Meera Punjiy, a researcher at Tufts and the study's lead author, developed a customized silicon chip accessory that provides an electronic readout for the platform. It eliminates the need for a handheld or benchtop reader, she said in an interview.
The research group is also looking to integrate an automated and compact method of sample preparation, she said, to separate plasma from blood.
The team at Tufts is not alone in its quest to become a new entrant into clinical testing markets. Other researchers are investigating paper-based microfluidic tests for clinical applications.
In August 2017, for example, in the journal Advanced Materials Technologies, Purdue University researchers described fabricating a microfluidic test prototype using paper that could eventually be used at the point of care to detect biomarkers such as glucose, uric acid, L-lactate, ketones, and white blood cells that are used in the clinical analysis of liver and kidney function, malnutrition, and anemia.
The test could be particularly suitable for use in remote locations without electricity or clean water, and it has been designed to be easy enough to operate even by untrained people, the researchers said.
In March 2017, a separate team of Purdue University researchers said that they had developed a new biosensing method using impedimetric sensors and applied it to mosquito-borne viruses in proof-of-principle studies.
Their goal is to combine the technique with a rapid, paper-based sample prep method employing thermally actuated wax valves to create a point-of-care system to detect viruses such as Zika and dengue in human and mosquito vector samples.
Commercial entities are also investigating non-paper-based microfluidic tests that may have use in low-resource settings. They include startup MFluiDx, which is developing a tool called the Simple Chip that can process whole blood with on-chip sample prep. Also, Alveo Technologies is developing a POC diagnostic platform that combines nucleic acid detection with molecular biochemistry for infectious disease testing. The firm recently announced the completion of a $38 million Series A financing round.
And another startup FluxErgy, in Irvine, California, is developing a portable microfluidic diagnostic system that it hopes will ultimately be used in low-resource settings around the world and in in physician offices.
"There are multiple players working towards paper-based microfluidic technologies all with the focus on low-cost diagnostic assays," FluxErgy's Patel said. He noted that most groups seem to be primarily operating in academic settings.
"Until there is a significant dedication of resources to developing manufacturing processes at scale, we most likely won’t see approved paper-based microfluidic diagnostic test for at least a few more years," he said.

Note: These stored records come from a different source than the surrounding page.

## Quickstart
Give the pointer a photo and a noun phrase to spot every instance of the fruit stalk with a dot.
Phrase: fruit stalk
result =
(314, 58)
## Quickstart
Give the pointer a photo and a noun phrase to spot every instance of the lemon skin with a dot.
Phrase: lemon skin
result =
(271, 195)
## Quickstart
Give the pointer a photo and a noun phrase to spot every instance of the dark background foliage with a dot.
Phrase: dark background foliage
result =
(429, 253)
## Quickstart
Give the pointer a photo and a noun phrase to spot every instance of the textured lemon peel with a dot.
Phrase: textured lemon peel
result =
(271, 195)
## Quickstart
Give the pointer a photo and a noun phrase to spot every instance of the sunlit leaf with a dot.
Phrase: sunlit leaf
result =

Developers of microfluidic technology need to bring their manufacturing scale and cost of goods sold to where they can offer a price point per test of between $1 and $2, or "there really will be limited uptake of their product," he said.
The Tufts University researchers noted in their paper that although the field is promising, there are still several challenges that need to be addressed for wide spread usage of paper-based devices.
They will next need to evaluate the test on patient samples in large-scale clinical trials, and depending on those results, they would then decide whether to commercialize the test, Sonkusale said.
The researcher noted, however, that the test platform — because it is inexpensive to mass manufacture and eliminates the need for use of a cleanroom — would be cost-competitive with existing strip-based tests. Should the team eventually commercialize a glucose test, they would release it at a price similar to existing glucose testing strips, he said.
And now that the researchers have completed a lab-on-a-chip demonstration, they intend to develop and test the platform with additional disease markers, Sonkusale said.